La Crise Sanitaire au Liban : Une Urgence Négligée
Charelle Touma Chakhtoura
Le Liban traverse une crise sanitaire sans précédent, marquée par une prolifération inquiétante de bactéries résistantes aux antibiotiques. Parmi elles, Escherichia coli, Klebsiella pneumoniae, Pseudomonas aeruginosa et Acinetobacter baumannii causent des infections graves, souvent mortelles. Mais au-delà des défis médicaux, cette situation est le reflet d’une défaillance systémique englobant des facteurs politiques, économiques et sociaux.

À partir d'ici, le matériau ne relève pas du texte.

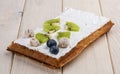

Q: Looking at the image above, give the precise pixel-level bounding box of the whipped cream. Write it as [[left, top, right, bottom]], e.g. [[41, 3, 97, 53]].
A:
[[14, 9, 110, 59]]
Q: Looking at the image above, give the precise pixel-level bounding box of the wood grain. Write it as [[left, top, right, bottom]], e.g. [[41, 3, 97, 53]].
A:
[[63, 0, 113, 74], [12, 0, 62, 74], [100, 0, 120, 74], [0, 0, 24, 74]]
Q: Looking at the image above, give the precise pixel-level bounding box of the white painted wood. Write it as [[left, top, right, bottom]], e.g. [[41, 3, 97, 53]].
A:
[[12, 0, 62, 74], [0, 0, 24, 74], [101, 0, 120, 74], [63, 0, 113, 74]]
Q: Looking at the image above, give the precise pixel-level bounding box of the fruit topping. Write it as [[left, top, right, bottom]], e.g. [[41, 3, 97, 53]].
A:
[[57, 32, 71, 39], [30, 37, 40, 47], [50, 46, 59, 55], [65, 22, 80, 31], [44, 18, 60, 34], [24, 29, 34, 38], [47, 39, 57, 47], [59, 37, 70, 48], [35, 33, 49, 43]]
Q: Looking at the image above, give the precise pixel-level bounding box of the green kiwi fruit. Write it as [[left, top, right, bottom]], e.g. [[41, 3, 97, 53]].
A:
[[65, 22, 80, 31], [44, 18, 60, 33], [35, 33, 49, 43]]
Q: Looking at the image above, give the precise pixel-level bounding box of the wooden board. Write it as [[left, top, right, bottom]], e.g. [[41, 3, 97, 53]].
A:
[[101, 0, 120, 74], [63, 0, 113, 74], [12, 0, 62, 74], [0, 0, 24, 74]]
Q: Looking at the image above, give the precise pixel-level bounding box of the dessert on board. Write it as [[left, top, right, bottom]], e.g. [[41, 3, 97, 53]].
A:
[[7, 8, 113, 68]]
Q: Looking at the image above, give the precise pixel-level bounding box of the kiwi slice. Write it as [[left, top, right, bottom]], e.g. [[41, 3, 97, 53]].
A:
[[35, 33, 49, 43], [44, 18, 60, 33], [66, 22, 80, 31], [57, 32, 71, 39]]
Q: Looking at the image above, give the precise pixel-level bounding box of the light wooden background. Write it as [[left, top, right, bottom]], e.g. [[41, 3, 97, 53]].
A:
[[0, 0, 120, 74]]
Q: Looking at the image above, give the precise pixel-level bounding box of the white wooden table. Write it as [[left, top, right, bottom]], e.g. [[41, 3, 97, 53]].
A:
[[0, 0, 120, 74]]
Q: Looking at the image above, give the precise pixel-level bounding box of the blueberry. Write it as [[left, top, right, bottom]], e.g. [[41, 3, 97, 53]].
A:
[[47, 39, 57, 47], [50, 46, 59, 55]]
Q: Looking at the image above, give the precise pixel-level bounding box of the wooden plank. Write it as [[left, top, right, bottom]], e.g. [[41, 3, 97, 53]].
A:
[[101, 0, 120, 74], [63, 0, 113, 74], [0, 0, 24, 74], [12, 0, 62, 74]]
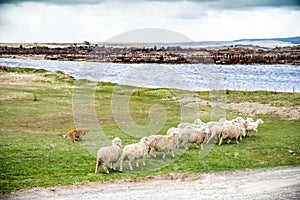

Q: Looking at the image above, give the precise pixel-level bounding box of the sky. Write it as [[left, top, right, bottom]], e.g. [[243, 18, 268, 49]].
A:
[[0, 0, 300, 42]]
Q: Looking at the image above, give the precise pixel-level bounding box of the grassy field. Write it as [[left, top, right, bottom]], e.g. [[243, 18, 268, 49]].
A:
[[0, 68, 300, 191]]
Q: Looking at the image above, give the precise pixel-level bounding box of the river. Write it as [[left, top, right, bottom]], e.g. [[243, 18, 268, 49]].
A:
[[0, 58, 300, 92]]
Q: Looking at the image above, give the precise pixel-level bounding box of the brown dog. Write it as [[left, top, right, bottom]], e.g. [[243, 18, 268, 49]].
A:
[[63, 128, 89, 142]]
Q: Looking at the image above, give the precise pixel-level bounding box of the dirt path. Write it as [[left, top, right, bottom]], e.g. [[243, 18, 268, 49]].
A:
[[4, 167, 300, 200]]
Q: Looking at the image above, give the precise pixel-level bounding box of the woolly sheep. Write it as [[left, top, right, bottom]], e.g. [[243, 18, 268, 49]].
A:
[[246, 119, 264, 137], [95, 137, 122, 174], [178, 127, 209, 150], [148, 133, 178, 159], [167, 127, 179, 135], [206, 125, 223, 144], [219, 125, 246, 145], [120, 137, 149, 171]]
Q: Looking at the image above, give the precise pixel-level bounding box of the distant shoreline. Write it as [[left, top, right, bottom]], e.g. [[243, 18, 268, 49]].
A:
[[0, 43, 300, 65]]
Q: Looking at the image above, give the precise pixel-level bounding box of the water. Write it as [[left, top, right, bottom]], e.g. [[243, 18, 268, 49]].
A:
[[0, 58, 300, 92]]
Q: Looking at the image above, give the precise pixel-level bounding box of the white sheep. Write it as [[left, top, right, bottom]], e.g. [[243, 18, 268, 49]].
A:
[[120, 137, 149, 171], [148, 133, 178, 159], [246, 119, 264, 137], [167, 127, 179, 135], [95, 137, 122, 174], [206, 121, 223, 128], [178, 123, 199, 129], [219, 125, 246, 145], [178, 126, 209, 150], [206, 125, 223, 144]]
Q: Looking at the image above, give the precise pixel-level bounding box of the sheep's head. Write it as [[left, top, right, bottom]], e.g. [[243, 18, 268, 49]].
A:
[[82, 128, 90, 133], [246, 117, 254, 122], [112, 137, 122, 149], [257, 119, 264, 124], [194, 119, 203, 125], [240, 128, 246, 137], [141, 137, 150, 146]]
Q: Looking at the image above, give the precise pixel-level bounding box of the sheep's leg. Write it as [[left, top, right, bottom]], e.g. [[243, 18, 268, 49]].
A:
[[219, 137, 223, 145], [253, 130, 257, 137], [128, 160, 133, 171], [103, 163, 109, 174], [111, 162, 117, 171], [120, 158, 124, 172], [171, 150, 175, 158], [206, 135, 213, 144], [200, 143, 204, 150], [95, 159, 101, 174], [235, 137, 239, 144], [142, 155, 146, 165], [149, 148, 156, 158], [183, 142, 189, 149]]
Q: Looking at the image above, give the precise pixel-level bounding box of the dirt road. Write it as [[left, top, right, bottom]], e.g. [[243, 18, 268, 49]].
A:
[[3, 167, 300, 200]]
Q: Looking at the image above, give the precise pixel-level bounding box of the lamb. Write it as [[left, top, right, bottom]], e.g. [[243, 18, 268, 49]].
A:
[[178, 123, 199, 129], [206, 125, 223, 144], [178, 126, 209, 150], [95, 137, 122, 174], [167, 127, 179, 135], [120, 137, 149, 171], [219, 125, 246, 145], [148, 133, 178, 159], [246, 119, 264, 137]]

Une Résistance Bactérienne Hors de Contrôle
Une étude menée dans quatre hôpitaux libanais entre 2014 et 2020 a révélé que 69,5 % des infections sanguines étaient dues à des bactéries gram-négatives. E. coli était responsable de 54 % des cas, suivi de Klebsiella pneumoniae (11,5 %), Pseudomonas aeruginosa (9,6 %) et Acinetobacter baumannii (6,5 %). Cette propagation incontrôlée est en grande partie alimentée par l’automédication, une pratique courante dans la population libanaise. Le manque de régulation pharmaceutique et l’accès facile aux antibiotiques sans ordonnance accélèrent la mutation et la résistance des bactéries, compliquant considérablement leur traitement.Une Eau Contaminée : Facteur de Transmission Majeur
Le Liban souffre d’une infrastructure hydrique vétuste et mal entretenue, facilitant la contamination des sources d’eau potable par des eaux usées non traitées. Cette situation est particulièrement critique dans des régions comme Akkar et la plaine de la Bekaa, où des épidémies de choléra ont été récemment signalées. L’insuffisance des systèmes d’assainissement favorise la prolifération des bactéries résistantes, touchant en priorité les populations les plus vulnérables.Les camps de réfugiés syriens, où l’accès à l’eau potable et aux infrastructures sanitaires est limité, constituent un autre foyer de propagation. Le manque de contrôle sanitaire dans ces zones contribue à la transmission rapide des infections bactériennes aux communautés environnantes. Malgré l’ampleur du problème, les autorités libanaises tardent à mettre en place des mesures efficaces pour améliorer l’accès à une eau propre et limiter la contamination.Une Crise Alimentée par l’Incompétence GouvernementaleL’instabilité politique et la corruption systémique ont empêché toute réforme durable dans le secteur de la santé. Le manque de financement des hôpitaux et l’absence de programmes de surveillance épidémiologique ont laissé le système de santé vulnérable face à cette menace bactérienne grandissante. La crise économique qui sévit depuis 2019 a aggravé la situation, avec des hôpitaux en manque de matériel médical et des interruptions fréquentes d’électricité affectant la conservation des médicaments et la stérilisation des équipements.Les autorités libanaises n’ont pas su mettre en place une gestion proactive des infections nosocomiales. L’absence d’un plan national de lutte contre la résistance aux antibiotiques souligne le manque de vision et de responsabilité dans la gestion des crises sanitaires. Au lieu de prendre des mesures préventives, l’État se contente de réagir en urgence aux flambées épidémiques, sans apporter de solutions durables.Une Responsabilité Collective : État, Professionnels de Santé et Population
Si l’État porte une grande part de responsabilité, la société libanaise et les professionnels de santé ne sont pas exempts de reproches. La culture de l’automédication est profondément ancrée, avec des patients exigeant des antibiotiques pour des infections virales et des pharmaciens les distribuant sans prescription. L’absence de contrôle strict dans la vente de ces médicaments a permis l’émergence de souches bactériennes extrêmement résistantes.De plus, certains médecins cèdent à la pression des patients et prescrivent des antibiotiques de manière excessive. Cette pratique, combinée au manque d’alternatives thérapeutiques accessibles, aggrave la crise de résistance aux antibiotiques.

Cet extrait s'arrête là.